British majors Royal Dutch Shell (LSE: RDSB) and BP (LSE: BP) have seen their share prices slip 10% and 7% respectively during the past six weeks, for example. And I believe a sharper retracement could be just around the corner.
Stocks keep surging
Broker predictions that the oil market is set to balance later this year are being put under increased scrutiny as already-plentiful stockpiles continue to build.
The US Energy Information Administration advised on Wednesday that the country’s inventories sucked in a further 2.3m barrels of crude over the past week, taking the total to 525.1m barrels and once again confounding analyst predictions — a more modest 1.1m-barrel build had been anticipated.
Putin speaks
On the plus side, the market remains hopeful of a much-needed supply freeze from OPEC and Russia to boost Brent prices. And Vladimir Putin gave these hopes a shot in the arm on Friday when he told Bloomberg that “it would be correct to find some sort of compromise.”
But critically Putin cast doubts on Iranian participation as the country repairs the damage caused by years of sanctions by steadily raising its own output. Tehran’s reluctance to turn down its own pumps is likely to put paid to any deal.
A production cut touted by Saudi Arabia, Qatar, Venezuela and Russia earlier this year failed to materialise as the faultlines across the Middle Eastern bloc became increasingly apparent. Besides, production from both OPEC and Russia has hit record levels in the months following these initial rumours, scotching rhetoric pointing towards a potential accord.

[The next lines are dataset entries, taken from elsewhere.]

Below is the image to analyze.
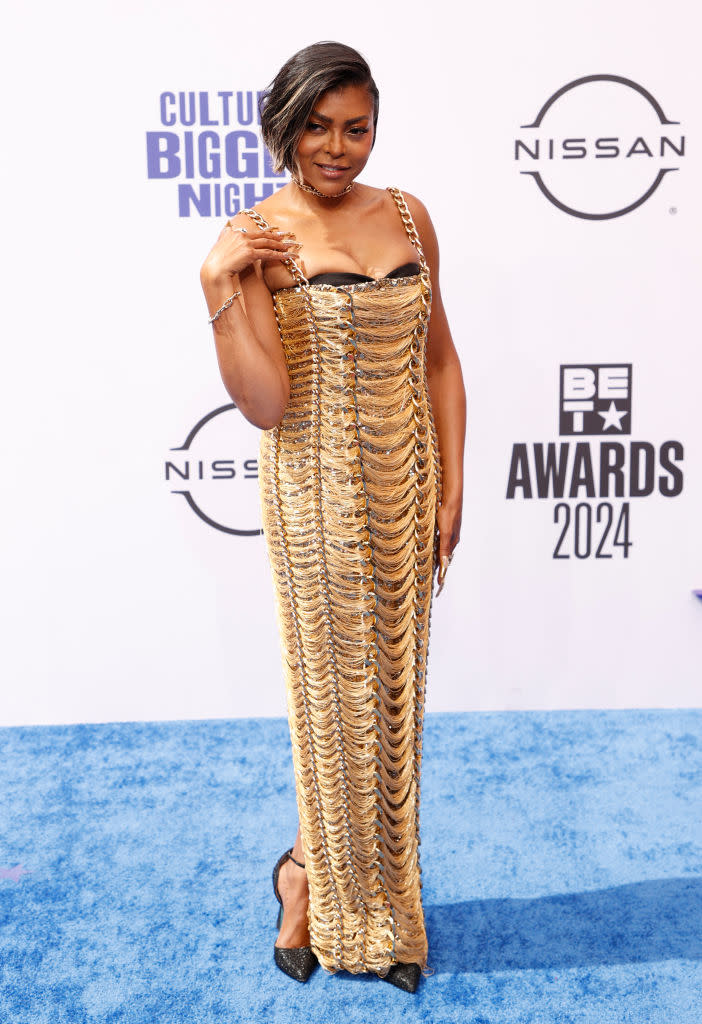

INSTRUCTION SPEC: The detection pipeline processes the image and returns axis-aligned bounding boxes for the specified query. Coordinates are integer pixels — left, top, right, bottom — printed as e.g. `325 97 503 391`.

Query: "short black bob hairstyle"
261 42 380 173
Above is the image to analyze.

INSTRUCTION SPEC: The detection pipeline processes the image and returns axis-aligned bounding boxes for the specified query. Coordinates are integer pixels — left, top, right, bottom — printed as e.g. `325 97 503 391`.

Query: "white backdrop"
0 0 702 724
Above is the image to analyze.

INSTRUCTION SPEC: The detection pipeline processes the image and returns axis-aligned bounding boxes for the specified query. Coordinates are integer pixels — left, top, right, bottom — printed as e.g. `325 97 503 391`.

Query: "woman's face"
295 85 374 196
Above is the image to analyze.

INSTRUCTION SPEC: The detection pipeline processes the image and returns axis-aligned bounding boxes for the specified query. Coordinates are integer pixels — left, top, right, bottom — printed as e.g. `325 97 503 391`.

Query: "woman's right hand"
201 221 300 284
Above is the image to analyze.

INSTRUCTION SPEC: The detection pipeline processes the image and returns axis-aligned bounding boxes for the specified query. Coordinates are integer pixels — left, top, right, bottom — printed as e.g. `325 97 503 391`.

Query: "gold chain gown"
246 188 439 975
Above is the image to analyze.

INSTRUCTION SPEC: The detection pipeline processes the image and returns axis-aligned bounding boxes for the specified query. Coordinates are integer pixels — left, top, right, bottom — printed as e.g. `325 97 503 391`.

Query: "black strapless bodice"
309 263 422 286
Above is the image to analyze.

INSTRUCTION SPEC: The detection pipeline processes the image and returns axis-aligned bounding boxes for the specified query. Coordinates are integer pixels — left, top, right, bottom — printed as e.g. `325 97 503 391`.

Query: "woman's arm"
405 194 466 559
200 215 294 430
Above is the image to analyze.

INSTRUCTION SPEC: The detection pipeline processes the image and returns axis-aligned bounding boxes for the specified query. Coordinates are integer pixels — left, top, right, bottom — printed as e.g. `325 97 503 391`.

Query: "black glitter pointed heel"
383 964 422 992
273 847 317 982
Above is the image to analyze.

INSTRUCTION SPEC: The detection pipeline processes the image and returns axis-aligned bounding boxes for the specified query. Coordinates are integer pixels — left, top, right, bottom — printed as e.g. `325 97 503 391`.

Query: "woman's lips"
316 164 351 181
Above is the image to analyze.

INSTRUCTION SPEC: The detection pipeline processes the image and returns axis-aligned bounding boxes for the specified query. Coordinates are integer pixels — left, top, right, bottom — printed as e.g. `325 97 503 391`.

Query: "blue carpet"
0 710 702 1024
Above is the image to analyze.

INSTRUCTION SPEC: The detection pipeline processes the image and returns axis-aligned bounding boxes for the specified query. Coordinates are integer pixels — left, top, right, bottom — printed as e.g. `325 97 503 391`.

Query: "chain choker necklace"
291 177 356 199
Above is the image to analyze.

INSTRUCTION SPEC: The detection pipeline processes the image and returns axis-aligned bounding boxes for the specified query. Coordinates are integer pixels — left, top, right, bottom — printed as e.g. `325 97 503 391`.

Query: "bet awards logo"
165 402 263 537
507 362 684 558
515 75 686 220
559 362 631 435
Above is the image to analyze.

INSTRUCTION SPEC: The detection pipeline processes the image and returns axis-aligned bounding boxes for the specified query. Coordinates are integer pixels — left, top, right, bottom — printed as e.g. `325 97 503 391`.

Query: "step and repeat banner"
0 0 702 724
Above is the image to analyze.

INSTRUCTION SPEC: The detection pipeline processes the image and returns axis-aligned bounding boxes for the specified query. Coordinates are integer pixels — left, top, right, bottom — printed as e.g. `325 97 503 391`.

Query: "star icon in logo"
0 864 32 882
598 401 626 430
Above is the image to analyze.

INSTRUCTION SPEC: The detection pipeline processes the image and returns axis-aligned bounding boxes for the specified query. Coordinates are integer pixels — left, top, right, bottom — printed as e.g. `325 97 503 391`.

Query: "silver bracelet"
208 292 242 324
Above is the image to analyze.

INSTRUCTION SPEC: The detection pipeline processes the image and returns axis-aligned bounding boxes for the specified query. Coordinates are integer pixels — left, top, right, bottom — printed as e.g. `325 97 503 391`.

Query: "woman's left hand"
436 500 463 597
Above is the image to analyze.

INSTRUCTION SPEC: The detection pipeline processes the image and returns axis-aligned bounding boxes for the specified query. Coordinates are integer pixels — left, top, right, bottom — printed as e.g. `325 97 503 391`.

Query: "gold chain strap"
388 185 429 273
242 210 308 285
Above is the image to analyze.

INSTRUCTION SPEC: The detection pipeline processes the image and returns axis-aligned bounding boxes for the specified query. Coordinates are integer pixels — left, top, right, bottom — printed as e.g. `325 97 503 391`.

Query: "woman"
201 43 466 991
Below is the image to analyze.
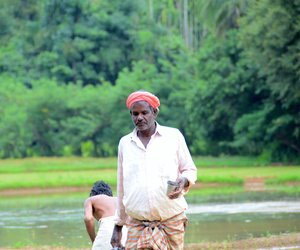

And a steady rise in the US rig count further undermines hopes of a tough rebalancing act being successful — Baker Hughes data has shown rig numbers rise during eight of the past nine weeks.
Rotten value
I believe that investors are still failing to fully consider these factors, particularly when you look at Shell and BP’s gargantuan earnings multiples.
Conventional wisdom suggests that a reading of 10 times or below is fair value for stocks with uncertain earnings outlooks and/or high risk profiles. Yet for 2016, BP changes hands on a ratio of 31.8 times. And Royal Dutch Shell deals on an even-worse reading of 25.7 times.
Of course many investors are prepared to suck up hefty near-term earnings multiples in exchange for the promise of stunning bottom-line growth over a longer time horizon.
But neither Shell nor BP can offer these guarantees, in my opinion. Both companies continue to reduce capex budgets, slash jobs and jettison ambitious projects like Shell’s Alaskan drilling venture to shore up their balance sheets and ride out the current oil price storm.
And the swinging momentum away from ‘dirty’ fuels such as oil and towards alternative methods like wind and solar provide further roadblocks to growth for the fossil fuel majors in the coming years.
I expect earnings, and with it the stock prices of BP and Shell, to come under increasing pressure in the immediate future and beyond.